This is a book of many treasures, but ultimately a book about love. Love of many kinds, let me add, besides the romantic, which is also beautifully depicted here. It is not an easy book to describe, since it deals with a multiplicity of events and contexts, all adding up to a richly detailed narrative.
Noreen and her mother Ruby are exceptionally close. Her father has walked out on the marriage even before Noreen was born. Ruby's older sister, Noreen's beloved Sonia Khala, has died a year ago, and Noreen is still trying to come to terms with her loss. Grief and loss are described with great empathy. Ruby's own relationship with her elderly parents, especially her mother, can be turbulent. When Ruby's employers want her to go to India for a year, our brand new high school graduate Noreen decides to take a gap year and accompany her mother. Sonia Khala, besides being a pathologist and a bass guitarist, was also very devout, and was fascinated by India, sharing with Noreen stories about Delhi that her own grandmother had told her. Visiting some of the places she had wanted to visit, like the shrine of Hazrat Nizamuddin Auliya in Delhi, would be a kind of pilgrimage for Noreen.
When Ruby and Noreen reach New Delhi, they discover a city with air so polluted that breathing itself is hazardous. Their very first purchase is of three air purifiers for the apartment they have rented. Noreen is pleasantly surprised to find that they have a cook cum cleaner coming in six days a week, a luxury unimaginable at home.

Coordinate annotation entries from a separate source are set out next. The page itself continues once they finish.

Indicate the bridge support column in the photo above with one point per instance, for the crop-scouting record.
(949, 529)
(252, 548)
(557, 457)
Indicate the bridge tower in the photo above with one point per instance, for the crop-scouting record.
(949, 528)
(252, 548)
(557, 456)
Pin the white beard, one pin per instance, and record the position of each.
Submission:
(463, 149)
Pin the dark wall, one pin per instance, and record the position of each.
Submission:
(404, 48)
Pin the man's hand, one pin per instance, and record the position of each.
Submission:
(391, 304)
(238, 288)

While Ruby gets busy with her work, Noreen finds a friend in Kabir, the son of a friend of a friend of her godfather, Adi Uncle, Ruby's best friend, and, perhaps, a surrogate father figure. (Noreen's actual encounter with her father and his second wife, some years earlier, is beyond surreal). The author, throughout the book, explores familial relationships with great sensitivity and deep insights, including the particular issues faced by migrants to the West and their often inevitable clashes with their offspring.
Kabir takes Noreen to a Delhi that is perhaps unfamiliar to many of its denizens. They first visit the ruins of Ferozeshah Kotla, where, motivated by Kabir, Noreen leaves a letter for the jinn, in which she actually manages to write, for the first time since losing her aunt, and expresses her feelings for her aunt, her grieving family, and herself. She is deeply affected by the place and its particular atmosphere of longing, grief, and unfulfilled dreams. There are subsequent visits to Nizamuddin, Tughlaqabad, and Jahanpanah, and other places, all beautifully described, all part of Noreen's personal growth, her budding romance with Kabir, and her personal pilgrimage. Some of it is so deeply spiritual that you cannot help but be intensely moved.
Owing to visa issues, the mother and daughter only have three months in India, which scuttles many of their travel plans. However, they do make a little social niche for themselves, exploring the world of art and artists, and making friends. The topical Me Too movement features, along with its impact on the families of the "Me Too-ed."
The mood of the city is captured in all its beauty and ugliness. The rising communal tensions and the awareness of gender violence are harsh realities that Noreen has to contend with.
Although the book is fast paced and written with a light touch, and some delightful humour, I found myself often floored by the sheer wisdom I encountered.
Yes, Noreen is an outsider to Delhi, and her perspective is definitely very Western. Her eye is critical , yet not unkind. In her own words, I read somewhere that for each thing that is true about India, the opposite is also true. I'd add that for each thing you may not like about India, you will find something to like as much. or more.....When you return to America, your lungs may be grateful, but your heart will be incredibly sad.